The whole 4-year PTF imaging data set takes up 100+ TB of disk space; not that big of a data set when compared to some found in other domains. The challenge is to plow through it all as it streams in without delay, to find faint signatures of real objects on top of huge backgrounds. Some backgrounds are low level and dealt with easily in hardware and
software: statistical noise, detector artifacts, cosmic rays, sky brightness, etc. But at high level, one person’s background transient is another person’s signal, so you can’t just throw away asteroids if you only personally care about supernovae. Hence, another challenge is
helping a (probably) geographically distributed team of researchers to keep track of both discovery, and each other’s follow-up observations.

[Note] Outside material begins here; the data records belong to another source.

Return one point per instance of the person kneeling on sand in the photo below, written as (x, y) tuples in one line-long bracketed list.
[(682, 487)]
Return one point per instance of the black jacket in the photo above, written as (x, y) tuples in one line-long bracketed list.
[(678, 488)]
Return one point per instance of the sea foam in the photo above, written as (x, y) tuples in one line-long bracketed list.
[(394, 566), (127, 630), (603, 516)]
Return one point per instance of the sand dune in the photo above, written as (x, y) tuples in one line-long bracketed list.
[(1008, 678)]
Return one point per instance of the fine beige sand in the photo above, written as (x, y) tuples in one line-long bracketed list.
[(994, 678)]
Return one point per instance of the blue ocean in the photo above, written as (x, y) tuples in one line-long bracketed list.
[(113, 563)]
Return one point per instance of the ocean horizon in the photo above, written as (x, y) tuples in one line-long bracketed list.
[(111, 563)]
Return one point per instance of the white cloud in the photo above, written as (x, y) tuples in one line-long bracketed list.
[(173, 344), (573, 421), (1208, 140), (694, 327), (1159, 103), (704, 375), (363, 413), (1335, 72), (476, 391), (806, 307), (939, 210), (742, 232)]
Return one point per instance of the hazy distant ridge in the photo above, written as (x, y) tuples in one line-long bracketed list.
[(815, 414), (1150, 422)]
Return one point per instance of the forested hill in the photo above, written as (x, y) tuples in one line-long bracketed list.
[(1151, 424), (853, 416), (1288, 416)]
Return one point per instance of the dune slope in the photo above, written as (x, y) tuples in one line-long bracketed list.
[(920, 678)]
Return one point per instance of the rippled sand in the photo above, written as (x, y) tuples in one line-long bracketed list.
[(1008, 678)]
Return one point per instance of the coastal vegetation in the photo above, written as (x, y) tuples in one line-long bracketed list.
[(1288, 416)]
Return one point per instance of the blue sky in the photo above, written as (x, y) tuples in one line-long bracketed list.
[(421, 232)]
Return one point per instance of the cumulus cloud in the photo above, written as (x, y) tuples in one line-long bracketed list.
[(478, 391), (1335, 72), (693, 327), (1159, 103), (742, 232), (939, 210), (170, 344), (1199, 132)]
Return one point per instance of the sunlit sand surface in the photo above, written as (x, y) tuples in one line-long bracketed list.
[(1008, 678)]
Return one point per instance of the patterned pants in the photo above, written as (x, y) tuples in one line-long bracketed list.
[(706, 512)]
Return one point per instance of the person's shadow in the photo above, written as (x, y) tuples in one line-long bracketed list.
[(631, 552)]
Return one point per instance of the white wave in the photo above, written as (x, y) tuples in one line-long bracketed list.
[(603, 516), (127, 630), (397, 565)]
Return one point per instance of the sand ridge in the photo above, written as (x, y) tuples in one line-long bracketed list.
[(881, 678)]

PTF has met these challenges, but what about the future? It seems very likely that scaling up to the Large Synoptic Survey Telescope in 10 years will require breakthroughs in networking, computing architectures, software paradigms, artificial intelligence, and more automated distributed scientific work-flows. I encourage participants at the Massive Datasets workshop to think about how their interests match with those challenges now.